Mare inquinato lungo il canale di Rava: macchie oleose minacciano l’Isola Lunga
ZARA Va sempre peggio. È dall'anno scorso che le acque del canale di Rava, tra l'omonima isola e l'Isola Lunga, nell'arcipelago di Zara, presentano periodicamente chiazze oleose, maleodoranti, di un colore impresentabile, tra il verde e il marrone, con la visibilità delle acque marine che non supera i 5 metri.
Ma la situazione è precipitata negli ultimi giorni, con la superficie marina fortemente inquinata e che vede gli isolani scuotere la testa, convinti che attività come turismo e pesca subiranno (e subiscono) botte tremende, da cui sarà difficile, forse impossibile riprendersi.
Secondo gli abitanti di Rava (superficie di 3,63 kmq e 117 abitanti, censimento 2011) il responsabile è uno solo: la zaratina Cromaris, azienda leader in Croazia nella produzione e lavorazione di pesci mediterranei, principalmente orate e branzini, ma anche dentici e ricciole. «La presenza delle gabbie dell’allevamento – è quanto riferito dai responsabili della comunità locale di Rava – è indubbiamente la fonte d’inquinamento delle acque, un tempo cristalline, del canale compreso tra Rava e l’Isola Lunga. Siamo riusciti a contare fino a 50 gabbie, qualcosa di esagerato, non sostenibile in una striscia di mare stretta, messa ora sotto pressione dall’attività di Cromaris, deleteria per fauna e flora marine in quest’area».
Per gli isolani, il degrado ha colpito specialmente le insenature di Grbacina, Grbavac e Marnjica, dove in alcune zone sono completamente scomparsi i ricci di mare, segno inequivocabile dell’inquinamento. Nella misura del 70 per cento sono sparite le spugne, come anche diverse alghe autoctone, mentre è invece proliferata un’alga mai vista prima su questi fondali, la stessa presente nelle immediate vicinanze di Zara, dove il mare non è proprio sano al 100 per cento.
A lamentarsi sono pure i pescatori di Rava, i quali parlano di reti “grasse”, appesantite da una sostanza spessa e oleosa.
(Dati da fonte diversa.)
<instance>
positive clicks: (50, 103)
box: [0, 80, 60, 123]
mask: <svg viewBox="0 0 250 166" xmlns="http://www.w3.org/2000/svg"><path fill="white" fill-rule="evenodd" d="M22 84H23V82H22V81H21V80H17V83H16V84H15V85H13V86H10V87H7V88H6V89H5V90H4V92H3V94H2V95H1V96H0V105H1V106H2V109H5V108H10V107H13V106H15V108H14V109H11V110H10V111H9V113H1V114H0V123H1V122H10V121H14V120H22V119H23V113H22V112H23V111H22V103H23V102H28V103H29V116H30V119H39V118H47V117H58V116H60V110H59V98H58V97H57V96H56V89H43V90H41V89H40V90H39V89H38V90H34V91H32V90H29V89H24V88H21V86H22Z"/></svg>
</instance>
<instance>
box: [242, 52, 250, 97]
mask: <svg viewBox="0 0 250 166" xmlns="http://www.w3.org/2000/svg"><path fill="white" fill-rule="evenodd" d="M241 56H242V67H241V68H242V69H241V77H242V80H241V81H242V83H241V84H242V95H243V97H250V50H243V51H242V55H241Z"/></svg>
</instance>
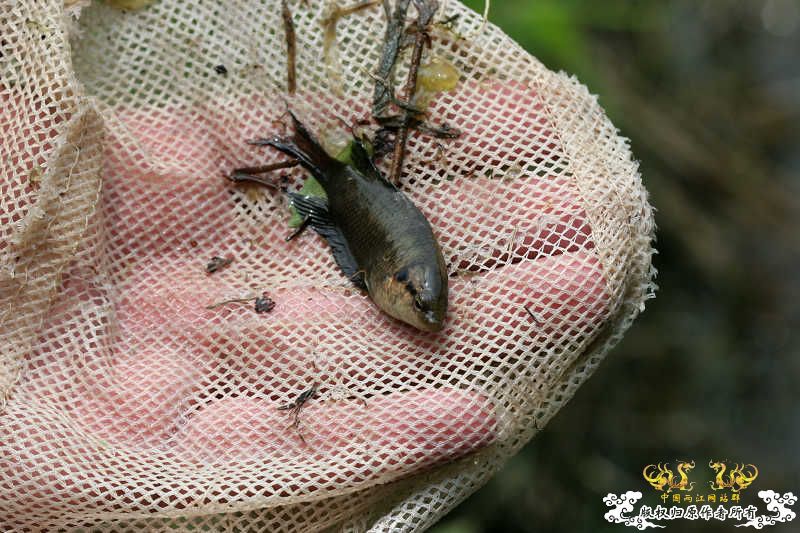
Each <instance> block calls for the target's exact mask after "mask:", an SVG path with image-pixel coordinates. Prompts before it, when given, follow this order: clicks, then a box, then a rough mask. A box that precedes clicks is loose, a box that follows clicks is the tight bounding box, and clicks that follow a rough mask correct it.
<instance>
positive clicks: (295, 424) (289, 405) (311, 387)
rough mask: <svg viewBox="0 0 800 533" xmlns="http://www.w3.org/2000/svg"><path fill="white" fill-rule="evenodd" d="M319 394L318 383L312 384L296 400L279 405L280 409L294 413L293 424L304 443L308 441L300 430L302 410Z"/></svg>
mask: <svg viewBox="0 0 800 533" xmlns="http://www.w3.org/2000/svg"><path fill="white" fill-rule="evenodd" d="M316 395H317V384H316V383H315V384H314V385H312V386H311V388H310V389H307V390H304V391H303V392H301V393H300V394H298V395H297V398H295V400H294V401H293V402H292V403H290V404H287V405H282V406H280V407H278V411H291V412H292V414H293V415H294V420H293V421H292V424H291V426H289V427H293V428H295V429H296V430H297V435H298V436H299V437H300V440H301V441H303V444H305V443H306V439H305V438H303V434H302V433H301V432H300V411H302V410H303V406H304V405H305V404H306V402H308V401H309V400H310V399H312V398H313V397H314V396H316Z"/></svg>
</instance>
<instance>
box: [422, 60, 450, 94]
mask: <svg viewBox="0 0 800 533" xmlns="http://www.w3.org/2000/svg"><path fill="white" fill-rule="evenodd" d="M459 77H460V74H459V73H458V69H457V68H456V67H455V66H454V65H453V64H452V63H450V62H449V61H448V60H446V59H444V58H442V57H437V56H434V57H433V58H431V60H430V61H428V62H427V63H424V64H422V65H420V67H419V71H418V73H417V87H419V88H420V89H421V90H423V91H426V92H442V91H450V90H452V89H455V87H456V85H458V79H459Z"/></svg>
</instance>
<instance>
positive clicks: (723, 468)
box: [708, 461, 758, 492]
mask: <svg viewBox="0 0 800 533" xmlns="http://www.w3.org/2000/svg"><path fill="white" fill-rule="evenodd" d="M708 466H709V467H711V469H712V470H713V471H714V472H716V473H717V475H716V476H715V477H714V481H710V482H709V484H710V485H711V488H712V489H713V490H722V489H730V490H731V492H739V491H740V490H743V489H746V488H747V487H749V486H750V483H752V482H753V480H754V479H755V478H757V477H758V468H756V466H755V465H745V464H739V463H735V464H734V466H733V468H732V469H731V470H727V465H726V464H725V463H724V462H721V461H717V462H714V461H709V462H708ZM726 471H727V472H726Z"/></svg>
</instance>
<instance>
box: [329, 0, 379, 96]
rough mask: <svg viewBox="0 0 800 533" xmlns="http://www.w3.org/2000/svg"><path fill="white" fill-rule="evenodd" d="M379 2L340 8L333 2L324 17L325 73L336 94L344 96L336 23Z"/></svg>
mask: <svg viewBox="0 0 800 533" xmlns="http://www.w3.org/2000/svg"><path fill="white" fill-rule="evenodd" d="M378 2H379V0H365V1H362V2H358V3H356V4H353V5H350V6H345V7H340V6H339V3H338V2H337V1H336V0H333V1H331V2H330V3H329V4H328V5H327V7H326V8H325V12H324V13H323V16H322V30H323V38H322V57H323V58H324V62H325V72H326V73H327V76H328V81H329V82H330V87H331V90H333V92H334V93H336V94H338V95H341V94H342V73H341V71H342V65H341V62H340V61H339V49H338V48H337V47H336V23H337V22H339V19H341V18H342V17H346V16H348V15H352V14H353V13H357V12H359V11H361V10H362V9H366V8H368V7H372V6H374V5H377V4H378Z"/></svg>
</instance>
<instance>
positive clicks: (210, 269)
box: [206, 255, 233, 274]
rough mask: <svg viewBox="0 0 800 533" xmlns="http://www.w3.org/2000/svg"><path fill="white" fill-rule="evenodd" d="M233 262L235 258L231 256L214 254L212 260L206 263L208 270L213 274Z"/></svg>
mask: <svg viewBox="0 0 800 533" xmlns="http://www.w3.org/2000/svg"><path fill="white" fill-rule="evenodd" d="M231 263H233V258H231V257H219V256H216V255H215V256H214V257H212V258H211V260H210V261H209V262H208V263H207V264H206V272H207V273H209V274H213V273H214V272H219V271H220V270H222V269H223V268H225V267H227V266H228V265H230V264H231Z"/></svg>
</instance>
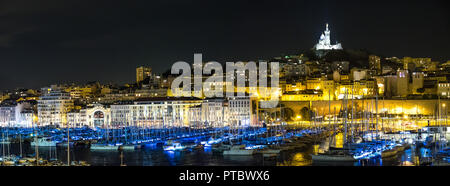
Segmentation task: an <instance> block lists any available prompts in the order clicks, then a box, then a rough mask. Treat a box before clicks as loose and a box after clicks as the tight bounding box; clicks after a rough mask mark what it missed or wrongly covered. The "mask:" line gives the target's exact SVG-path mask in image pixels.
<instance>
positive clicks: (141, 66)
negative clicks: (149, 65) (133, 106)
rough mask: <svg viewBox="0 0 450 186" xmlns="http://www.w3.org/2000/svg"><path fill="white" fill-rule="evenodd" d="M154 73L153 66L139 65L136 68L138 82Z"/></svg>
mask: <svg viewBox="0 0 450 186" xmlns="http://www.w3.org/2000/svg"><path fill="white" fill-rule="evenodd" d="M151 74H152V68H150V67H144V66H141V67H138V68H136V83H141V82H142V81H144V79H145V78H148V77H150V76H151Z"/></svg>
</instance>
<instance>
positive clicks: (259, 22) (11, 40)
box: [0, 0, 450, 90]
mask: <svg viewBox="0 0 450 186" xmlns="http://www.w3.org/2000/svg"><path fill="white" fill-rule="evenodd" d="M449 9H450V7H449V6H448V4H447V3H445V1H432V0H431V1H430V0H427V1H363V2H360V1H348V0H336V1H317V0H315V1H280V0H277V1H275V0H274V1H257V0H253V1H245V0H236V1H234V0H227V1H211V0H209V1H189V0H180V1H174V0H164V1H154V0H151V1H150V0H148V1H131V0H130V1H125V0H124V1H111V0H107V1H93V0H86V1H84V0H80V1H64V0H52V1H47V0H39V1H36V0H29V1H22V0H13V1H1V3H0V23H1V24H0V62H1V64H2V65H1V67H3V68H2V71H1V72H2V73H0V89H1V90H4V89H11V88H16V87H26V88H38V87H41V86H46V85H49V84H53V83H62V82H86V81H92V80H98V81H100V82H103V83H107V82H114V83H125V82H134V81H135V68H136V67H137V66H139V65H149V66H151V67H153V69H154V71H156V72H163V71H164V70H165V69H169V68H170V67H171V64H172V63H174V62H176V61H180V60H181V61H187V62H191V61H192V60H193V54H194V53H196V52H197V53H203V56H204V60H207V61H209V60H215V61H219V62H224V61H236V60H257V59H265V58H270V57H273V56H279V55H281V54H286V53H292V52H296V51H298V50H304V49H309V48H311V47H312V46H313V45H314V44H315V43H316V42H317V40H318V38H319V36H320V34H321V32H322V31H323V30H324V26H325V23H326V22H328V23H329V24H330V29H331V37H332V41H333V42H334V41H336V40H338V41H339V42H341V43H342V45H343V47H344V48H351V49H368V50H369V51H372V52H374V53H376V54H379V55H385V56H398V57H403V56H411V57H432V58H433V59H434V60H438V61H446V60H450V47H449V46H450V36H449V35H450V30H449V24H450V23H449V22H450V13H449V12H450V11H449Z"/></svg>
Sostengono che l’unica nota positiva è la fuga, qua e là, dei pesci d’allevamento, orate in primo luogo, che diventano libere quando gli impianti vengono spezzati dalle sciroccate.
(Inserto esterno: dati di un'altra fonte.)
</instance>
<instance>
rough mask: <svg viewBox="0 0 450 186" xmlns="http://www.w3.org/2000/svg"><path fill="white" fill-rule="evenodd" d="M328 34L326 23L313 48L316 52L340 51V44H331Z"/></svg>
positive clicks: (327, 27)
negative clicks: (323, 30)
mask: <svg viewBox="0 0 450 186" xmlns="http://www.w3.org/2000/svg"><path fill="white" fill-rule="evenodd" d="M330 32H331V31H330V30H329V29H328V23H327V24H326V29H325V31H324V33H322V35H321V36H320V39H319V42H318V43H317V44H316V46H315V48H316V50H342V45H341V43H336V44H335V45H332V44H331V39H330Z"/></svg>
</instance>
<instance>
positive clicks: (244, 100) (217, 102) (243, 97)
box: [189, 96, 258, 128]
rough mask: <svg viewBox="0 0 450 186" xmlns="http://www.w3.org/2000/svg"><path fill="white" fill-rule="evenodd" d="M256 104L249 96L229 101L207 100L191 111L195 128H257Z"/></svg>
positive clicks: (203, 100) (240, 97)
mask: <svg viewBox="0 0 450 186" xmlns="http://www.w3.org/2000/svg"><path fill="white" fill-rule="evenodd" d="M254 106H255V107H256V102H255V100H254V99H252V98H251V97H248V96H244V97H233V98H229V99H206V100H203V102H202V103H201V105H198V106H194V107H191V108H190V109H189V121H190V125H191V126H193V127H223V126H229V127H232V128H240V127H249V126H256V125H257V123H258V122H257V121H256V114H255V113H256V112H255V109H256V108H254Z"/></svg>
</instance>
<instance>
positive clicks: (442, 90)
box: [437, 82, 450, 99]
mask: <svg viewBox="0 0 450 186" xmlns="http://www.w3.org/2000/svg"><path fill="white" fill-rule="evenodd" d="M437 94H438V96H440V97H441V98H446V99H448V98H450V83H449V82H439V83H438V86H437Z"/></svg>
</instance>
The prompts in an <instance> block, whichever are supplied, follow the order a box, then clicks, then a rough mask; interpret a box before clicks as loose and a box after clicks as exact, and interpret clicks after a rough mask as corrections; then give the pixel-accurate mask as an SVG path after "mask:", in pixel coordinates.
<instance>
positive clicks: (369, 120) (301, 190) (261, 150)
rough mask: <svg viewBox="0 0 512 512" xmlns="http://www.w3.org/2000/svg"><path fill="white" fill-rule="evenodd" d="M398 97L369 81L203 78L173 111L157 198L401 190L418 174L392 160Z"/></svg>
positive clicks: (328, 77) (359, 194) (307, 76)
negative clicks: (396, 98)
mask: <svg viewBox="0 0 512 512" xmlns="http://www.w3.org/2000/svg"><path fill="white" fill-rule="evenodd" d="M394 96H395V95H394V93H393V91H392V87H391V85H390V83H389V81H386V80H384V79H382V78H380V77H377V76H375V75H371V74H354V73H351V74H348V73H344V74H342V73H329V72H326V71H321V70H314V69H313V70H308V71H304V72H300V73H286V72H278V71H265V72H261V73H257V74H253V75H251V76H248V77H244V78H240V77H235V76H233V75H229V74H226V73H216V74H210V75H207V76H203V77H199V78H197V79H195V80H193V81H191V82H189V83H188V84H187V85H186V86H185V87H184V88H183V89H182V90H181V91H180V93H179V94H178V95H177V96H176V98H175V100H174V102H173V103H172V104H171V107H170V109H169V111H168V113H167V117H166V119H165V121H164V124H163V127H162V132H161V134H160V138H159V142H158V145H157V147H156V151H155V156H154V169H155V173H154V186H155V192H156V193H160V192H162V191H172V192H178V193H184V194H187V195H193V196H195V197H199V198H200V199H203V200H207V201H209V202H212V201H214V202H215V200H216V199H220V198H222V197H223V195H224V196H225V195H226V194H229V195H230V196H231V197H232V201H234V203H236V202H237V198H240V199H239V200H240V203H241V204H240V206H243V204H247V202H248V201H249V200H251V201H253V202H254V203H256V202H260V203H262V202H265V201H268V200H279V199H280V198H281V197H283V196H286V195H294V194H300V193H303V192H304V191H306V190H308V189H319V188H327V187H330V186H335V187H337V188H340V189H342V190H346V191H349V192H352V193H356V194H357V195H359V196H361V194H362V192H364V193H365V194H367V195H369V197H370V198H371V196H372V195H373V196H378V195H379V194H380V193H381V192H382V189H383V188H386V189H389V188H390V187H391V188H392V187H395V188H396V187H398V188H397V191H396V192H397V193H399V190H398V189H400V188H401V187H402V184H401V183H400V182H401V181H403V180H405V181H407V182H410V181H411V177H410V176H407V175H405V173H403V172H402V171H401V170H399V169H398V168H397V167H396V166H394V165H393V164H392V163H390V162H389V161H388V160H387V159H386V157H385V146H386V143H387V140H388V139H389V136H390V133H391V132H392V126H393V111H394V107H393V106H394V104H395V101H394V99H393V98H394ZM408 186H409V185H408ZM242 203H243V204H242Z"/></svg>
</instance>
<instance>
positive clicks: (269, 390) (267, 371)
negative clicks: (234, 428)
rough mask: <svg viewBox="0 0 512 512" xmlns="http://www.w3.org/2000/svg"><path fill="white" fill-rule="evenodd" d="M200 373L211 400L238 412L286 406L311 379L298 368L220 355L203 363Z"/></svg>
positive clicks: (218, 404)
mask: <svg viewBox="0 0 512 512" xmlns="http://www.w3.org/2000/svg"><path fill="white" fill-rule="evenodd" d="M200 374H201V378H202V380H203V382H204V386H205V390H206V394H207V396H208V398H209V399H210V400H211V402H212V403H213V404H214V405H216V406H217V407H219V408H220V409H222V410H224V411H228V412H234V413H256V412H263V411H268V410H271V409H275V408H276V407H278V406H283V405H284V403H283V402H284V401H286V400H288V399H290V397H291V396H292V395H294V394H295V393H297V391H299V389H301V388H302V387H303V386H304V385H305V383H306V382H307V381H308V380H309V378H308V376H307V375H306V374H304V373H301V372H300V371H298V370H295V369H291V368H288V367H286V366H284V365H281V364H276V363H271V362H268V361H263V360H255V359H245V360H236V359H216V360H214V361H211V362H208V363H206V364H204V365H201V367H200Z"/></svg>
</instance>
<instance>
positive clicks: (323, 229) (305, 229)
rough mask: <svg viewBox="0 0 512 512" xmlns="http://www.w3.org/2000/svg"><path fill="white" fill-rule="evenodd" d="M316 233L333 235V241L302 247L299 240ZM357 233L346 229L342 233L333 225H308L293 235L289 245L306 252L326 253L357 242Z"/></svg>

«La scorsa estate – ha dichiarato ai media locali un isolano che ha voluto restare anonimo – la gente usciva dal mare con una strana e viscida patina addosso, qualcosa di appiccicoso che ti faceva passare la voglia di tornare in acqua. Temo che sarà così anche questa estate. Purtroppo i nostri appelli alla Cromaris non hanno colto nel segno».
In effetti il gigante croato dell’acquacoltura ha neganto ogni coinvolgimento, diretto e indiretto e lo ha fatto per bocca del suo direttore generale Goran Markulin, rivoltosi ai mezzi d’informazione: «È nell’interesse di Cromaris, la cui produzione rispetta rigorosamente gli standard internazionali, avere impianti immersi in un mare pulito. Il nostro lavoro non è inquinante e lo attestano certificati e analisi scientifiche. Non abbiamo alcuna responsabilità per la situazione lungo il canale di Rava».
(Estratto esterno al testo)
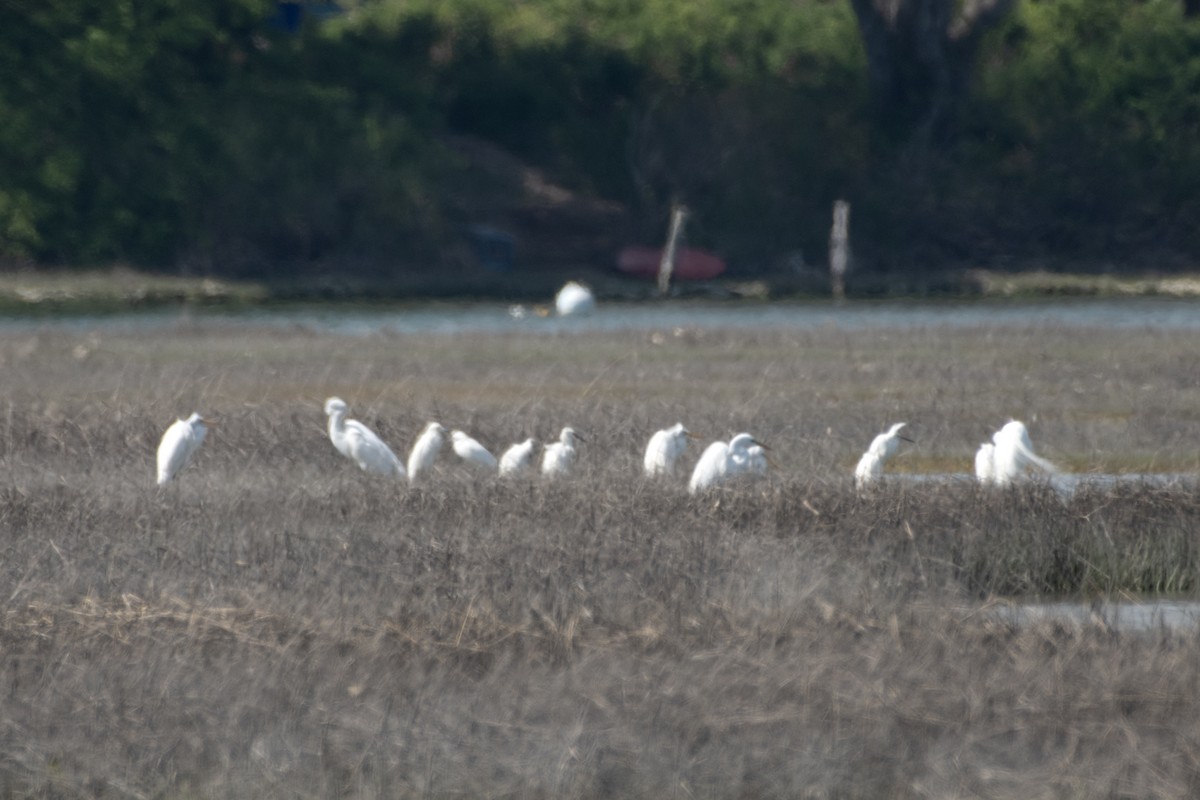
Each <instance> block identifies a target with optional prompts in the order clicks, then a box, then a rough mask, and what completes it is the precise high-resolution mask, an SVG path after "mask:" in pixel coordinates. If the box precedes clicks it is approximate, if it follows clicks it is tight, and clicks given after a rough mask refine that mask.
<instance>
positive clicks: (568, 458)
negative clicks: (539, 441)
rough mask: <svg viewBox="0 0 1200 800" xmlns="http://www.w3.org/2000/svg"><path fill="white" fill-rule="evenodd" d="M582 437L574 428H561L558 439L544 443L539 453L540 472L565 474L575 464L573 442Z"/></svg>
mask: <svg viewBox="0 0 1200 800" xmlns="http://www.w3.org/2000/svg"><path fill="white" fill-rule="evenodd" d="M576 441H583V437H582V435H580V434H578V433H576V431H575V428H563V431H562V433H559V435H558V441H556V443H553V444H550V445H546V450H544V451H542V453H541V474H542V475H545V476H547V477H553V476H557V475H566V474H568V473H569V471H571V467H572V465H574V464H575V443H576Z"/></svg>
Interpellato dai giornalisti, Benito Pucar dell’Istituto zaratino per la Salute pubblica, ha sì confermato che è stato compiuto un monitoraggio su quanto avviene nel canale, aggiungendo che le conclusioni sono però coperte da segreto d’ufficio.
Dal competente ispettorato all’Ambiente è stato fatto sapere che lo scorso marzo è stato effettuato un controllo, che non ha fatto emergere nulla di negativo.